Most people are aware of the fact that we all have genetic material that is used to construct a human. However, using the phrase “genetic testing” encompasses a number of different tests. A gene is a long string of chemicals that direct the construction of proteins. The body used proteins to function. So, if there is an error in the gene, the body may not function correctly.
Genes are organized in very long chains that shrink forming a sausage like structure called a chromosome. There are 23 different chromosomes. Humans get one copy of their genetic code from each parent, so humans have 23 sets of chromosomes with two chromosomes in each set.
Genetic testing can be done for humans from the embryo stage to the adult human. Adults may have a genetic test called a karyotype which counts the number chromosomes and determines if there are very large rearrangements.

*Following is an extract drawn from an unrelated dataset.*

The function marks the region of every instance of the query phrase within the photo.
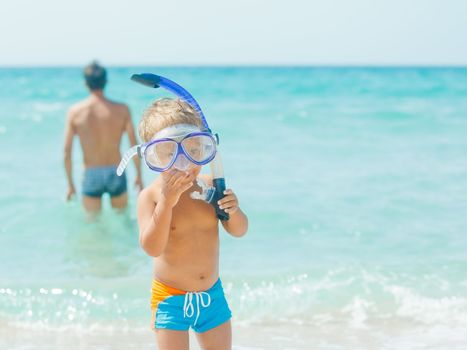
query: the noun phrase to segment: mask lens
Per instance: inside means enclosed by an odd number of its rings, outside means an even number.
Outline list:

Another type of genetic test determines if a gene is normal or abnormal (gene mutation). Gene mutations may cause very severe and debilitating diseases such as Cystic Fibrosis or Tay-Sachs disease. Remembering that there are two sets of genes, some disease will occur if the mutation occurs on just one set of genes. However, for many gene diseases, both genes need to be mutated. This causes a recessive genetic disease and the person with a single gene mutation is called a carrier.
People considering becoming pregnant can do prenatal genetic carrier screening where their genetic material can be tested to determine if they are carriers. Hundreds of possible deleterious gene mutations have been identified. If both the male and the female have a gene that has the same mutation, then one of four of the offspring will have the disease. Knowing this can help the people decide if they should test their embryos to see if the embryo has the disease.
Testing an embryo for a gene disease as another type of genetic testing which is done on embryos prior to their transfer. A common cause of miscarriage is pregnancies that have the wrong number of chromosomes. Pre-implantation embryos can be tested for chromosome numbers which is called karyotyping. Pregnant women can have their child tested while they are still pregnant. This has been done on amniotic fluid, placental cells from first trimester pregnancies, or from maternal blood. Lastly, miscarriages or stillborn children can be tested for genetic diseases especially karyotyping.